Canada’s World Cup plans still run through Alphonso Davies, even with a left hamstring injury threatening to keep the captain out of the opener in Toronto. Jesse Marsch said Canada expects Davies to play at some point in the tournament, a reminder that one player’s health can shape the ceiling of a national team built to compete on home soil.
The timing is tight. Davies suffered the injury on May 6 in Bayern Munich’s Champions League semifinal second leg against Paris Saint-Germain, and Bayern said two days later that he would be out for several weeks. Canada Soccer has kept him in the picture anyway, naming him to a 32-player training camp roster that began May 25 in Charlotte, North Carolina, and runs through May 29.

That camp is the next checkpoint in a compressed tournament calendar. Canada Soccer will trim the group to 26 players after the Charlotte session, and Marsch will announce the official FIFA World Cup 2026 roster in a primetime television special on May 29 at 7:00 p.m. ET, 4:00 p.m. PT, on TSN, CTV, Crave and RDS. Davies is expected to continue rehabbing with Bayern before joining the national team later in the month, which leaves Canada preparing for the possibility that its most important defender and attacker from the back line will not be available when the tournament begins.
Canada opens its third World Cup campaign on June 12 in Toronto against Bosnia and Herzegovina, in the first men’s FIFA World Cup match ever played on Canadian soil. Toronto Stadium will host six matches, making the venue a focal point for the country’s largest soccer event and a measuring stick for how Canada handles pressure before a domestic crowd.

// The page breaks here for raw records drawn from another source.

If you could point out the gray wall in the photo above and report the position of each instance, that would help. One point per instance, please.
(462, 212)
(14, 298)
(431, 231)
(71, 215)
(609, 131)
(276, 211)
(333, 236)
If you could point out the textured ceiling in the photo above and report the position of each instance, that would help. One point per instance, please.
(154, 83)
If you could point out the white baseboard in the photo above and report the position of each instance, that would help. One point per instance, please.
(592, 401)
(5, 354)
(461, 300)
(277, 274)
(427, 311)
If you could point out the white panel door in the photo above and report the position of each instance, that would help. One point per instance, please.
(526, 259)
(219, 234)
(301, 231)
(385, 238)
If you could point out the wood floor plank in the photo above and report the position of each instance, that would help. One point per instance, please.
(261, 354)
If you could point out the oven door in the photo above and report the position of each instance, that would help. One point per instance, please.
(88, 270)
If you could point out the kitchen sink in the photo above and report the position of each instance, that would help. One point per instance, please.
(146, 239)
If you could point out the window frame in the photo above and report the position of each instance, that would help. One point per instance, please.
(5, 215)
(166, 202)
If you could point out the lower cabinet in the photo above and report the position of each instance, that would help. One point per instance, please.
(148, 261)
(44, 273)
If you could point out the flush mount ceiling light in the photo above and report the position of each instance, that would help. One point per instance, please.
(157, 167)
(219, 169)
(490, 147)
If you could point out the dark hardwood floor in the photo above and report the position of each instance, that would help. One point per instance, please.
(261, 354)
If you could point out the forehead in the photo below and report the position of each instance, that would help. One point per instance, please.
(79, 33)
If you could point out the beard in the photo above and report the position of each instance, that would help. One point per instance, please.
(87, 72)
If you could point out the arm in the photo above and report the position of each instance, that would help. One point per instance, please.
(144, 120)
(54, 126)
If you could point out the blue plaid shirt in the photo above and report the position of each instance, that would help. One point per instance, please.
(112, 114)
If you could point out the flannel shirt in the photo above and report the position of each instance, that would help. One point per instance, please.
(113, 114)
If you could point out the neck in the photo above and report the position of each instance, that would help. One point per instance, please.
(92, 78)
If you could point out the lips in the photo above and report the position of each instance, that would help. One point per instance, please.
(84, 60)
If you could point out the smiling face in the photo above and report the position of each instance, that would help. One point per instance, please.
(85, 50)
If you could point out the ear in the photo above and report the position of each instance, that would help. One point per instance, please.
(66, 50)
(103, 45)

Davies’ status matters because Canada named him captain in 2024 and has long treated him as one of the program’s defining players. His absence for the opener would force tactical adjustment, whether that means shifting the back line, altering the left flank or asking others to cover the width and recovery speed he usually provides. It would also test Marsch’s willingness to protect long-term fitness over short-term certainty.
For Canada, the larger calculation is clear. Pushing Davies too early could risk the rest of the tournament; waiting for him could preserve the player most capable of lifting the team’s level when the margin gets smallest.